The key for Toronto lies in the market of unsigned restricted free agents. Although Burke has repeatedly stated that he would not be throwing offer sheets at RFAs on other teams, he is certainly willing to engineer another deal similar to the one that brought Phil Kessel to Toronto.

NEW YORK, NY - APRIL 20:  Brandon Dubinsky #17 of the New York Rangers yells back at referee Paul Devorski #10 after Dubinsky thought Devorski blocked him on a break away attempt against the Washington Capitals in Game Four of the Eastern Conference Quart
Bruce Bennett/Getty Images

There are three RFAs that Burke might be interested in—Steven Stamkos, Brandon Dubinsky, or Zach Parise.
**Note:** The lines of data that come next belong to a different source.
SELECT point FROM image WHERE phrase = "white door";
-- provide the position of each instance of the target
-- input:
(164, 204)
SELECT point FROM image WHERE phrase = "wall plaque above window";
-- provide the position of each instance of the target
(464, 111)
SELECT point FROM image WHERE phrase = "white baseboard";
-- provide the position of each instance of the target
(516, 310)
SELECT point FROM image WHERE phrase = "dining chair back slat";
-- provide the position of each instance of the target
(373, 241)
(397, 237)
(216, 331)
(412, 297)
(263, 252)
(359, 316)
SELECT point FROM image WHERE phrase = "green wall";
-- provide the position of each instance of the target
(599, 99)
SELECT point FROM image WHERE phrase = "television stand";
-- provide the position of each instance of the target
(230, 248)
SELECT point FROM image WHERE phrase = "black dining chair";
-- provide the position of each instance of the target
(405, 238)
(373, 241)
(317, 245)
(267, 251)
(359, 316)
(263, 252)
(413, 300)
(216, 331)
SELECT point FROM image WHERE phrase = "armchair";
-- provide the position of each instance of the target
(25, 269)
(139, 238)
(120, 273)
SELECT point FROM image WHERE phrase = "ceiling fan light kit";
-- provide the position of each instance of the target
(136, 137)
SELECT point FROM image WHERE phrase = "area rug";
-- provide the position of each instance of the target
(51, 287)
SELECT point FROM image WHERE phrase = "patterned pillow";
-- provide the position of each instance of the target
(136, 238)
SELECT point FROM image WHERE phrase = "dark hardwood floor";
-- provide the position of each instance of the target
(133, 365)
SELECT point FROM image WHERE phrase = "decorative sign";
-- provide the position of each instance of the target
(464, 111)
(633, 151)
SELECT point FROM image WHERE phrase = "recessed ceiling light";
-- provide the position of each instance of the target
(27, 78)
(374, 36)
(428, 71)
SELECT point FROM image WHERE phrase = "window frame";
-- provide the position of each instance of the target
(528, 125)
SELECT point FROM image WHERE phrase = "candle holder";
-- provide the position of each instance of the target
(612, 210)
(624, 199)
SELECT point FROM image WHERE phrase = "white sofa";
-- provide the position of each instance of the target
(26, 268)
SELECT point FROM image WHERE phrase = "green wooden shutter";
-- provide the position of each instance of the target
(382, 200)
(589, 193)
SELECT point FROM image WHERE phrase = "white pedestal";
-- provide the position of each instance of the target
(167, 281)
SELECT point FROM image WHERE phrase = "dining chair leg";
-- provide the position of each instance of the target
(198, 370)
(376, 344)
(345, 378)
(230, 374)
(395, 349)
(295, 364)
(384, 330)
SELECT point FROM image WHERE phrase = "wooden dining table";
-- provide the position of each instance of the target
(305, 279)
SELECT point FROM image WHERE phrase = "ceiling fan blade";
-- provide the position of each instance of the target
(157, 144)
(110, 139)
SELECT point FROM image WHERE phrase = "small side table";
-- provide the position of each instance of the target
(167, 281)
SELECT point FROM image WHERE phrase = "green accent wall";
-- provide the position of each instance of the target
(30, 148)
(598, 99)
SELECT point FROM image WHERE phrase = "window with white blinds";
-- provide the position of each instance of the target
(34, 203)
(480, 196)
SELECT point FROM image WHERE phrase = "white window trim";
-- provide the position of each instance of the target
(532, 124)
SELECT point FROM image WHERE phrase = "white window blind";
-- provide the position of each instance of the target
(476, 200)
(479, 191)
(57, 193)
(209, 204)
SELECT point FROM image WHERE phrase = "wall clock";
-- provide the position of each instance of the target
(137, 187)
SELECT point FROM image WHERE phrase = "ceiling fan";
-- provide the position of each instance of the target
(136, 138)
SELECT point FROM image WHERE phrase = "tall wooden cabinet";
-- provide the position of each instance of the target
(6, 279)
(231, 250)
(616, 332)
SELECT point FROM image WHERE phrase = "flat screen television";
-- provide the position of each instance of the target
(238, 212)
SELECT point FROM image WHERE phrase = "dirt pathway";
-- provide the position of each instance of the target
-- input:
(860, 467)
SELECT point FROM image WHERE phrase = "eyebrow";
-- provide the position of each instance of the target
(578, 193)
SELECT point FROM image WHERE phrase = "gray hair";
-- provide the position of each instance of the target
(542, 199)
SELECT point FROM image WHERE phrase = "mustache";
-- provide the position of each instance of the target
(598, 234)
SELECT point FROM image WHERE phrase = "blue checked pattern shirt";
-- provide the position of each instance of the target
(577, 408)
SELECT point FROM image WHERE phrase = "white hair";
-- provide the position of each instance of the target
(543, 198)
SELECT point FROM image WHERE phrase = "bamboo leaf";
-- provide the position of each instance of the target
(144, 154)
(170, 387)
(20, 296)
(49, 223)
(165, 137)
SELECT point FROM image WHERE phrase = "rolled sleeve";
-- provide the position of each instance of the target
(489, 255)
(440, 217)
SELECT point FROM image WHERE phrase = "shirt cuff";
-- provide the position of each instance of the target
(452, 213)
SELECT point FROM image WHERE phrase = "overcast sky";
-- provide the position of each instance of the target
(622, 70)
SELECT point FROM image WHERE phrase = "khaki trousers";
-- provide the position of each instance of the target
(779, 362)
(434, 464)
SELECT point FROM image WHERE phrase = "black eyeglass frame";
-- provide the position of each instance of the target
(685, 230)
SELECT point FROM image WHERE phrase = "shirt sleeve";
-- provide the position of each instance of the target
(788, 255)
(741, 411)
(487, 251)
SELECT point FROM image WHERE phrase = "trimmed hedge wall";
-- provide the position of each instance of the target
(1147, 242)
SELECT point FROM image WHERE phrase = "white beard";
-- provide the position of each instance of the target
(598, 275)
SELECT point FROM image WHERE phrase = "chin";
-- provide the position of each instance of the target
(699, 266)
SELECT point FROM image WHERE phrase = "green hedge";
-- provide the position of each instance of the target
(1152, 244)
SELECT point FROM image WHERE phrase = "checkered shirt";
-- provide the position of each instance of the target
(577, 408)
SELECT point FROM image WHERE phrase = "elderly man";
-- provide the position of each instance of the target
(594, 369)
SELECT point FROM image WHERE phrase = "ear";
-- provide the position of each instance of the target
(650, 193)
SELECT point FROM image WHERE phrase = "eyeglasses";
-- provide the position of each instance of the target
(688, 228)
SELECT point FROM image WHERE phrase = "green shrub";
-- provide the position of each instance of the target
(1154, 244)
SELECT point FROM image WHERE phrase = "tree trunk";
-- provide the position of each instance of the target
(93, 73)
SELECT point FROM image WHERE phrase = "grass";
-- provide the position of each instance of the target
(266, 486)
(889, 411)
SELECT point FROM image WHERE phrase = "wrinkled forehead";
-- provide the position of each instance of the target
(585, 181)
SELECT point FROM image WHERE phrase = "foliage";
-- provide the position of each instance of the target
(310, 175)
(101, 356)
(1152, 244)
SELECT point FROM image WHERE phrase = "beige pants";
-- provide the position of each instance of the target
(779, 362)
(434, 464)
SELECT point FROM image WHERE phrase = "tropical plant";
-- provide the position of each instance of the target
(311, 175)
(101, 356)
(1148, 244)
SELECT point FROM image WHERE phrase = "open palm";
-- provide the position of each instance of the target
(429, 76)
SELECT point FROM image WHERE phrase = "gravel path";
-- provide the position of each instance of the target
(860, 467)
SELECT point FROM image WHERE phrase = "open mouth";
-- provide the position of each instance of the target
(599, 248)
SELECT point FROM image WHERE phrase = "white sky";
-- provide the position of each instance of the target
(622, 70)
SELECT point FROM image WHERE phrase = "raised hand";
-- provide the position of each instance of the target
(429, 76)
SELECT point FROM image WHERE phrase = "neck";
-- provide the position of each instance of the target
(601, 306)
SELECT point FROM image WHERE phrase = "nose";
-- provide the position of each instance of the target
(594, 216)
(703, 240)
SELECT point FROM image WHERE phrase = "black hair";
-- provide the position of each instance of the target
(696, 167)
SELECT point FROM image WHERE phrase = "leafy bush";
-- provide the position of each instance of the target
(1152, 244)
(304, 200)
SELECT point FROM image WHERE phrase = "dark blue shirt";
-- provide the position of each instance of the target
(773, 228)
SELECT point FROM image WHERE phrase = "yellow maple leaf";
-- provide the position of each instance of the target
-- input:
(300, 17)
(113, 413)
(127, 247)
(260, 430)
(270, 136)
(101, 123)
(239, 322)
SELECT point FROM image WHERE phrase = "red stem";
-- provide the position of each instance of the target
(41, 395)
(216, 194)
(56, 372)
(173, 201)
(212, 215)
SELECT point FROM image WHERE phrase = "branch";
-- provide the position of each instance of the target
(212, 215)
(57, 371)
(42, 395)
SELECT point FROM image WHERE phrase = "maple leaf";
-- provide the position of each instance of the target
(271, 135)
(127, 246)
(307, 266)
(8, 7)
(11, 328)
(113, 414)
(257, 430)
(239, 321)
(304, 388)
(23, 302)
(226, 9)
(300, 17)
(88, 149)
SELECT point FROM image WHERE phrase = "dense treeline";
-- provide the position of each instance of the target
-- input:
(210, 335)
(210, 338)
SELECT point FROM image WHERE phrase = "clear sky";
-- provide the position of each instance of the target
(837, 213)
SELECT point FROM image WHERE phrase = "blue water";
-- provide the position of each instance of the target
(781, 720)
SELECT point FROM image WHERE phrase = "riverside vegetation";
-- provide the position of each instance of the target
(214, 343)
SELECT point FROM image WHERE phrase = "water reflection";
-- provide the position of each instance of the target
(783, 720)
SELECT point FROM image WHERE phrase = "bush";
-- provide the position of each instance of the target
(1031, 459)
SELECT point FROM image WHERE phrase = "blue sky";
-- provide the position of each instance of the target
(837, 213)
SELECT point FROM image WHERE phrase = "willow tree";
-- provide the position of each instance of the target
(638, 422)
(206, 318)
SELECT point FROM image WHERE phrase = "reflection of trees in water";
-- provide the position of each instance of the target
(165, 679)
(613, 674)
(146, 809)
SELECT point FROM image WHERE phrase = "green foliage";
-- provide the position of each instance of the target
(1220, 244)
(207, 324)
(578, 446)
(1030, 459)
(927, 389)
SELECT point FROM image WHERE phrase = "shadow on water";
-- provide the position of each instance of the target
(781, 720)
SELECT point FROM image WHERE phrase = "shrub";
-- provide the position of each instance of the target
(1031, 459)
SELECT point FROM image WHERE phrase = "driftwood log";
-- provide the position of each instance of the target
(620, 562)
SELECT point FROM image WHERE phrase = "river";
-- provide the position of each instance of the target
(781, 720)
After signing Brad Richards, the Rangers might be willing to move Dubinsky. Personally, I would take Duby over Richards any day of the week and twice on Sunday. At age 25, Brandon Dubinsky is still reaching his prime, and would be a much better fit in Toronto.

Tampa Bay is struggling to re-sign Steven Stamkos. Despite a strong season and a deep playoff run, the Lightning lost millions. I’m no expert on these situations, but it’s looking more and more like Tampa GM Steve Yzerman is going to have to trade the Toronto native. Unfortunately for Yzerman, Stamkos can decide where he plays…and unlike Brad Richards, Stamkos would definitely be willing to play for the Maple Leafs.

Can Burke make it happen? Only time will tell.

Maple Leafs fans can either choose to get angry, or be patient. I suggest patience.